Our 5 year old Yorkie has been occasionally been getting very lethargic, won't eat, hardly drinks but urinates a lot, and when we let him out and about he walks the along the walls and doesn't stop when we call him. He is not very responsive while he is doing this. He is usually a very active, jumping, licking, happy dog , eats well and when this happens to him, he is just wanders like a zombie, we have to put him in a little kennel to get him to lay down, doesn't want to eat. We force feed/water him to keep him hydrated and he slowly comes out of it after several days. He had a week of normalcy and it is happening again. The vet said possible strokes, depression, not sure. He just stares at you and his mouth hangs open slightly, no energy and moves very slowly. I read up on Vestibular disease but not sure that is it. he doesn't have head tilt and doesn't walk in circles but just walks along the walls like a zombie.


----------



## Shalva (Mar 23, 2007)

carly418 said:


> Our 5 year old Yorkie has been occasionally been getting very lethargic, won't eat, hardly drinks but urinates a lot, and when we let him out and about he walks the along the walls and doesn't stop when we call him. He is not very responsive while he is doing this. He is usually a very active, jumping, licking, happy dog , eats well and when this happens to him, he is just wanders like a zombie, we have to put him in a little kennel to get him to lay down, doesn't want to eat. We force feed/water him to keep him hydrated and he slowly comes out of it after several days. He had a week of normalcy and it is happening again. The vet said possible strokes, depression, not sure. He just stares at you and his mouth hangs open slightly, no energy and moves very slowly. I read up on Vestibular disease but not sure that is it. he doesn't have head tilt and doesn't walk in circles but just walks along the walls like a zombie.

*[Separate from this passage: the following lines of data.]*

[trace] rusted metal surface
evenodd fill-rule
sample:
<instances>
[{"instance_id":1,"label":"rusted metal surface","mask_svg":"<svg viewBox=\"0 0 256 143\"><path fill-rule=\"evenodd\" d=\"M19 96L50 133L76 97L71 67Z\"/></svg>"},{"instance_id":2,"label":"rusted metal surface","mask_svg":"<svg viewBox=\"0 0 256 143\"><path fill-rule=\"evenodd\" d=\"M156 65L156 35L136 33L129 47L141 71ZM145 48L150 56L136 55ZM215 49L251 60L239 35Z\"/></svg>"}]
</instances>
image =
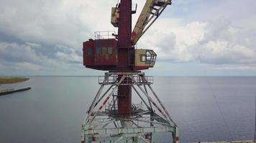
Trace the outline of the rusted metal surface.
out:
<instances>
[{"instance_id":1,"label":"rusted metal surface","mask_svg":"<svg viewBox=\"0 0 256 143\"><path fill-rule=\"evenodd\" d=\"M112 79L113 82L110 82L109 77L117 78ZM128 81L128 84L124 81ZM159 98L153 99L157 95L149 87L152 83L147 81L144 73L108 72L102 83L104 84L101 84L82 125L82 142L93 142L93 140L96 142L132 142L135 138L137 142L152 142L152 134L156 132L170 133L173 136L172 142L178 142L178 127ZM130 93L132 89L135 92L133 96L140 97L141 101L137 101L140 104L132 104L129 109L119 109L122 107L119 105L120 103L129 105L124 101L119 101L121 94L118 89L121 86L131 87ZM106 87L108 88L102 94Z\"/></svg>"}]
</instances>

why aren't you just taking him to the vet?????? 

GO to the vet!!!!!!


----------



## carly418 (Aug 18, 2008)

Of course we took him to the vet. He spent two days on IV's and the vet suspected a stroke, thought he may permanently be that way but he pulled through and was himself for week and it is happening again. Two vets now and they don't know what it is.


----------



## Annamarie (Oct 14, 2007)

the drinking and urinating is cause for concern and indicates kidney failure. left too long this can cause permanent damage.

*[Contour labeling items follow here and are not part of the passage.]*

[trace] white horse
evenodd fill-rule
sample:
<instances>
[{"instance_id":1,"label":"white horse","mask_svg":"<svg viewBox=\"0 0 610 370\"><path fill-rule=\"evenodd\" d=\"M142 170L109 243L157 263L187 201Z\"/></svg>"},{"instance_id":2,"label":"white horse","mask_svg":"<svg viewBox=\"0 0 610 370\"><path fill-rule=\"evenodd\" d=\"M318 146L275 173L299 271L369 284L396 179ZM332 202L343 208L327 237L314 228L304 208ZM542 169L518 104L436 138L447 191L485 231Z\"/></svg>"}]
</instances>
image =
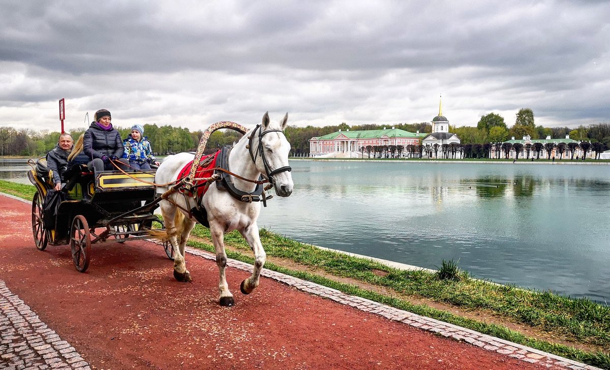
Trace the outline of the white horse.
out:
<instances>
[{"instance_id":1,"label":"white horse","mask_svg":"<svg viewBox=\"0 0 610 370\"><path fill-rule=\"evenodd\" d=\"M257 185L244 179L256 180L261 175L274 186L276 194L279 196L287 197L292 193L291 169L288 165L290 144L283 132L287 120L288 113L286 113L281 122L271 123L268 114L265 113L261 124L248 131L233 146L227 162L231 173L242 179L228 174L223 176L228 176L228 180L232 182L238 193L254 193ZM181 170L193 157L190 153L167 157L157 170L155 183L165 184L176 180ZM170 187L171 185L159 187L157 192L165 193ZM224 274L227 263L224 234L234 230L239 230L254 252L252 275L242 282L240 286L242 293L248 294L259 285L260 271L267 257L256 223L260 211L260 202L248 202L247 197L245 201L236 199L229 191L217 188L212 183L201 199L201 204L207 211L210 232L215 248L216 264L220 270L220 303L223 306L232 306L235 301L229 290ZM195 206L193 198L176 192L167 200L161 201L159 205L165 224L165 237L174 249L174 276L178 281L190 281L190 274L184 263L184 247L196 223L193 215L188 212Z\"/></svg>"}]
</instances>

Has the vet done a blood panel? I would do a full tick panel as well.


----------



## Yorkie Fan (Feb 15, 2008)

This sounds an awful lot like liver shunt.
LS is usually diagnosed early in life but can be diagnosed later.
Another possibly is microvascular dysplasia (small shunting thorughout the liver).
Dogs with either LS or MVD sometimes don't want to eat because they don't feel well afterwards. Urination issues are common along with ammonium urate stones (only seen on ultrasound...not xray). Lethargy and depression are common. Hepatic encephalopathy (HE) can occur if the toxins from food aren't being filtered by the liver properly and start affecting the brain. HE symptoms are neurological and can include seizure, head pressing, circling, weird walking/movement (like along the walls)... GI upset can be a symptom.

I think a full blood panel should be done but even if nothing comes out low or elevated a bile acid test should be done. 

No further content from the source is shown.